Approaches to genomic profiling
Of all the methods to profile tumors at the molecular level, perhaps the most widely used to date is gene expression profiling. Prior to the advent of high‐throughput microarray technologies, profiling the expression of genes was limited to few or a single gene at a time, typically by using Northern blotting. This progressed to the development of arrays of complementary DNAs (cDNAs) on membrane substrates, which allowed examination of the expression of multiple target genes simultaneously, though with very little quantitative information. Two major technological breakthroughs were developed at Stanford University in the 1990s: the ability to miniaturize arrays and the use of fluorescent probes. This enabled collection of data on the expression of thousands of genes simultaneously and also provided quantitative data (61). The technology rapidly progressed with the use of oligonucleotide probes, high‐density arrays and precision manufacturing techniques such as the photolithographic techniques used to produce the modern Affymetrix GeneChip (Affymetrix, Inc., Santa Clara, CA, USA) and similar types of whole‐genome arrays that allow for comparison of expression among large numbers of tumors with little concern for technical, chip‐to‐chip variation 5, 48.

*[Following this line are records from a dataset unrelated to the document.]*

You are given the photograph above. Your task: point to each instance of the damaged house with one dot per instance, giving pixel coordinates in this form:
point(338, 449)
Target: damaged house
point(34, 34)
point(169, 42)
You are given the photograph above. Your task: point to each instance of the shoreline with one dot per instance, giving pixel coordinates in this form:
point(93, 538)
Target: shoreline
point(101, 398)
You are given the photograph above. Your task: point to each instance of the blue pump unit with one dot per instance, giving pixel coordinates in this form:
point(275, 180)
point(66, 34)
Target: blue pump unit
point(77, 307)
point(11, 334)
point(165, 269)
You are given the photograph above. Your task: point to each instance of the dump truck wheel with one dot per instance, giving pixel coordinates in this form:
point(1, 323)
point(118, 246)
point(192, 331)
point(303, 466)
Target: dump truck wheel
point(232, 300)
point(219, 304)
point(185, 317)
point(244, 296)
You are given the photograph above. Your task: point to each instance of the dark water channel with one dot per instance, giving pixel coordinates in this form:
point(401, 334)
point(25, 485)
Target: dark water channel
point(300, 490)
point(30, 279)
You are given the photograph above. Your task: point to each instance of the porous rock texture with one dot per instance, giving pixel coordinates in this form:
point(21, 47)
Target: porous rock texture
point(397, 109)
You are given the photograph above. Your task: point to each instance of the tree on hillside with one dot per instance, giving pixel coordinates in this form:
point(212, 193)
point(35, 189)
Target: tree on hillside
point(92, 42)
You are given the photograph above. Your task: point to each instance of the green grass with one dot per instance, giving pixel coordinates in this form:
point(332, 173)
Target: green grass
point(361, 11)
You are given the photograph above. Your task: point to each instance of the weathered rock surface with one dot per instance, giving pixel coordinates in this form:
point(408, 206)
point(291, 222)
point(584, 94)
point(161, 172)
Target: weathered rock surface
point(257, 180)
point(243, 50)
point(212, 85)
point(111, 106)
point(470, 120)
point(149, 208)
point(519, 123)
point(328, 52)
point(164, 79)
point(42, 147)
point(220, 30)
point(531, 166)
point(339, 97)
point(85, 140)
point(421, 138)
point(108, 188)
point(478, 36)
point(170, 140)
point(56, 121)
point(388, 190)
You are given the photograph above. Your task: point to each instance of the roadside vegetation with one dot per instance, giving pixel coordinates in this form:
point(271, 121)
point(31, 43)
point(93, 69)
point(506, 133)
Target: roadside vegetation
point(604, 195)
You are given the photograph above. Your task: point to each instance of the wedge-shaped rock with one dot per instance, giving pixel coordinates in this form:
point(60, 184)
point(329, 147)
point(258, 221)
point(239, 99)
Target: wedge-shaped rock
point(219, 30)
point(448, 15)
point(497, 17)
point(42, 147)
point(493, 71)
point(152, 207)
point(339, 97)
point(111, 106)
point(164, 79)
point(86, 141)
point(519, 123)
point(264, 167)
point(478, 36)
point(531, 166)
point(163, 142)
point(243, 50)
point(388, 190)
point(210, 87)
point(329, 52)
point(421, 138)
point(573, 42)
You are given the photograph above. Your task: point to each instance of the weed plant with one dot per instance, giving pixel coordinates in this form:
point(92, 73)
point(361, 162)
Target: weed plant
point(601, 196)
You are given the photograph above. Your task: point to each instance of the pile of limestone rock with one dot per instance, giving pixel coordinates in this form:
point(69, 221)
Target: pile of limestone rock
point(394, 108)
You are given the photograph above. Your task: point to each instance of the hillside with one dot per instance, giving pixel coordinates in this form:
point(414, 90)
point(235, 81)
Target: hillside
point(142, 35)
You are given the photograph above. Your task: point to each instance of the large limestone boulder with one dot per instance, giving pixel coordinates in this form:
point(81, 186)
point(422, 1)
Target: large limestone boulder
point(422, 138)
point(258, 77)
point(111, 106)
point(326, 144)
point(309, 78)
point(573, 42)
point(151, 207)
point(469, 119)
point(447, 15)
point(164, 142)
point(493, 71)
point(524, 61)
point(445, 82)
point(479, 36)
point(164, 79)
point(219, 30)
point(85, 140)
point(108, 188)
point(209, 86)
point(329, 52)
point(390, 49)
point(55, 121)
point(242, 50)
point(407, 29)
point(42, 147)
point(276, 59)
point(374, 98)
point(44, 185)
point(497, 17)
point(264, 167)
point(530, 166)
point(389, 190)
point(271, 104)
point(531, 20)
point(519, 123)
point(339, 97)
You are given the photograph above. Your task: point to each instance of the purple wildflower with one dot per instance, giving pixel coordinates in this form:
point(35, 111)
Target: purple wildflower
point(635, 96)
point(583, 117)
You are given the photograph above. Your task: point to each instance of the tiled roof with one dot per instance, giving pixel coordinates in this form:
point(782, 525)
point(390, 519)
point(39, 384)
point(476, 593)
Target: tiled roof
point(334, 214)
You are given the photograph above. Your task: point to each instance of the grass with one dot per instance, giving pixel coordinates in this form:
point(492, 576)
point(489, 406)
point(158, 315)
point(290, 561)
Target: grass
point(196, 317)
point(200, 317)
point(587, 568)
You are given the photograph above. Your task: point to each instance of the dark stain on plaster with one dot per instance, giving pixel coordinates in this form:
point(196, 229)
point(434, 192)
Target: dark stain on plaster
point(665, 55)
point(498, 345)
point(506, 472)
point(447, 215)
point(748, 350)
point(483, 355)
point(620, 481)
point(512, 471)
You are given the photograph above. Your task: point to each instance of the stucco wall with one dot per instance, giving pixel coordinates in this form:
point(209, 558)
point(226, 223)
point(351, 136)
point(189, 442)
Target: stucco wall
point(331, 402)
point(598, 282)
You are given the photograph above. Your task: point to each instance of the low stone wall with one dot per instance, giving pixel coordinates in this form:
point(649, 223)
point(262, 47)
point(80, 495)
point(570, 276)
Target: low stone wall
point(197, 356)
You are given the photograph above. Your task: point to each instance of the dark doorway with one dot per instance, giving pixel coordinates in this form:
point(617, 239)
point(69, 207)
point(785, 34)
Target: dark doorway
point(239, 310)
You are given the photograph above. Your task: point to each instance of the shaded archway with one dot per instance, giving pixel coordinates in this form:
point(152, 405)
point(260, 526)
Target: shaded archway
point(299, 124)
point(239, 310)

Some general approaches have been employed to analyze the large datasets generated by this method. Unsupervised clustering is a statistical method that determines correlation in expression among probes to bin targets into groups with similar patterns of expression (17). The groups that share molecular signatures often share an underlying biology and hence this method can potentially identify new members of pathways or identify genes that share a common function. Supervised clustering can be used to identify gene signatures for known classes of samples (3). Tumors can be grouped, for example, by patient outcome (survival vs. death) or by known molecular changes (1p/19q allelic codeletion in oligodendroglioma vs. not deleted) and signatures for each type can be identified. To identify genes which may be involved in tumorigenesis from a large dataset, it is necessary to perform statistical analyses to identify the false discovery rate and to set the threshold for discovery above this level. To guard against the inevitable false positives observed in large datasets, validation of the results is necessary (3). The use of independent sample sets is of critical importance, and an often overlooked aspect of microarray analysis. This minimizes false positives resulting from testing a large number of variables in a limited number of samples. With the use of multiple, large sample sets, the results can be generalized and valid gene “signatures” identified. These gene signatures have been increasingly used as biomarkers.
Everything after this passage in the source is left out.